One of its wings was badly broken from the outward appearance, and Jake wasn't sure whether it could even manage another flight if it hadn't been unconscious.
Jake looked down the road at the blaring lights of the oncoming traffic shining through the thin mist of the downpour and considered leaving the bird on the side of the road; he was just a construction worker for Pete's sake, he didn't know the first thing about animal aid.
However something tugged at him at the thought of the bird dying alone on the side of the road, whether it came from his sense of backwards morality or the fact that the image of his own pet flashed through his eyes, he didn't know, but something made him curl the bird up in his leather jacket and place it in the passenger seat of his car.

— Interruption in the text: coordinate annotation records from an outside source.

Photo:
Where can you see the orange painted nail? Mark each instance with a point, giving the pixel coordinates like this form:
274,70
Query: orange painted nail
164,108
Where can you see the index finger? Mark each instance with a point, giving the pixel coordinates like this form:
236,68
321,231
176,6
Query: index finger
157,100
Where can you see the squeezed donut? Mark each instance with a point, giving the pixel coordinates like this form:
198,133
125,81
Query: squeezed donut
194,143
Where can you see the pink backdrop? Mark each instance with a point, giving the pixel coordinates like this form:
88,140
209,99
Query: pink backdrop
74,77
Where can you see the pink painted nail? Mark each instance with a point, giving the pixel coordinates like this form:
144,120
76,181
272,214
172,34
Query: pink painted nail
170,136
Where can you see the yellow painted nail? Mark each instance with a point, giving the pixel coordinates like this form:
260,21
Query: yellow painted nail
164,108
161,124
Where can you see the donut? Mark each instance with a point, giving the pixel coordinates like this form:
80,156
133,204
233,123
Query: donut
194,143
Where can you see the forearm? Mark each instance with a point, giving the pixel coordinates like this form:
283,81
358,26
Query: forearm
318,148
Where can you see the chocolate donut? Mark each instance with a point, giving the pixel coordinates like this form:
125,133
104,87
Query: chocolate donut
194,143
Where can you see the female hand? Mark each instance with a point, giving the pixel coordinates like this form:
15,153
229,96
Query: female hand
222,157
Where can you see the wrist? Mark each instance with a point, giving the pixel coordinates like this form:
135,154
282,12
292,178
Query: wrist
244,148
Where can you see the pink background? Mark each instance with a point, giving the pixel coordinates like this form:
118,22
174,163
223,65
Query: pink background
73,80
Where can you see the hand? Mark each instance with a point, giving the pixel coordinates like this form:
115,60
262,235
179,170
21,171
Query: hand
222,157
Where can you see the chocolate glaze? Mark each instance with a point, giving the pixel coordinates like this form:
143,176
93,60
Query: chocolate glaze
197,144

Once he was in the car and driving again he pulled out his phone and immediately began searching for the nearest wildlife clinic in the area.
His mind was still strumming with adrenaline, whether it was from his near accident with the lumber truck or the dangers of having an unconscious wild animal in his car- he didn't know.
And yet it was like the universe heard his worries in that moment and all of a sudden Murphy's Law seemed to come into play, and all that could go wrong did.
From his side the bird let out a cry of anger as it came into consciousness, screeching as it expanded its wings in defence against Jacob, yet the pain of its broken wing must have alarmed it even more and before he knew what was happening the bird was attacking him and he had let go of the steering wheel in an attempt to defend himself.
In those moments of shock his small, beaten down Opel Astra slid across the wet asphalt of the uneven road of the highway before him and toppled over.
He heard the painful squawk of the bird as the car tumbled down a small cliff side and onto the abandoned road at the bottom of it. Raging hooting sounded from around him as more cars skidded to a blaring halt in the downpour and he realised the sharp squawking of the bird had ceased.
Then ringing bells sounded and he couldn't remember the last thing he did before his eyes shut. But the image of his single eyed cat and a small, broken down apartment he wouldn't return to flashed quick and steady, and then it all slipped away.